Gilli Yvonne · Nationalrat · 2012-03-07
Gilli Yvonne · Nationalrat · St. Gallen · Grüne Fraktion · 2012-03-07
Wortprotokoll
Sie haben es vorhin abgelehnt, der Minderheit zu folgen. Somit haben Sie vorhin einen weiteren Grundsatz in der Haltung zu Sanktionen gegenüber Cannabiskonsum durchbrochen, dass nämlich der Konsum von geringfügigen Mengen komplett straffrei bleibt und von einer Ordnungsbusse abgesehen werden kann.
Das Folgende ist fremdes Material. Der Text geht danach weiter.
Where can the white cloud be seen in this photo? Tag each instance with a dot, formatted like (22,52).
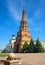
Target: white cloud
(12,10)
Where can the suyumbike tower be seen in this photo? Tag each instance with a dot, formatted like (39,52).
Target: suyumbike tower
(23,34)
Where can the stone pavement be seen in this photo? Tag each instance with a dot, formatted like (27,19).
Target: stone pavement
(31,58)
Angesichts dessen haben wir jetzt natürlich einen Ermessensspielraum, in welcher Höhe wir die Ordnungsbusse festlegen wollen.
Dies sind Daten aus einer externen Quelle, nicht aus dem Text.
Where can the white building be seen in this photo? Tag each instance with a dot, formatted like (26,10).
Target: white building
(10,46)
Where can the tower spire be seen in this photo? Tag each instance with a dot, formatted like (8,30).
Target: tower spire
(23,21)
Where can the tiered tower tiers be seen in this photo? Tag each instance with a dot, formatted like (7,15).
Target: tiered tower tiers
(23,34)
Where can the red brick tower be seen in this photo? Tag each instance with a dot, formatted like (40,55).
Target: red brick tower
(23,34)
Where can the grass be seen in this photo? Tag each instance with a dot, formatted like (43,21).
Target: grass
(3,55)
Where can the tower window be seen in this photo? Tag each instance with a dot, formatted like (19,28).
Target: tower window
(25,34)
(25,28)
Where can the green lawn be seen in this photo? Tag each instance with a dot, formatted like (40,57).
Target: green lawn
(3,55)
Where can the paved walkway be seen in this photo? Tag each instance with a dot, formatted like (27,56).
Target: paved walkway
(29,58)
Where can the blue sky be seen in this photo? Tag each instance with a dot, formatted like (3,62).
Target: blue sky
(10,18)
Die grüne Fraktion bittet Sie, dem Einzelantrag Vischer Daniel zuzustimmen und eine tiefere Ordnungsbusse - nämlich eine solche von 50 Franken - zu wählen, als sie die Mehrheit der Kommission gewählt hat, welche sich für 100 Franken entschieden hat. Ganz sicher würden wir eine höhere Ordnungsbusse, zum Beispiel eine solche von 200 Franken, als völlig unangemessen anschauen. Wir müssten damit nämlich zur Kenntnis nehmen, dass im Vergleich zu heute der Cannabiskonsum deutlich stärker sanktioniert, ja kriminalisiert würde, als es bis jetzt, mit der jetzigen Gesetzgebung, der Fall war, und das ist nun definitiv niemandes Ziel. So weit zur Höhe der Ordnungsbusse.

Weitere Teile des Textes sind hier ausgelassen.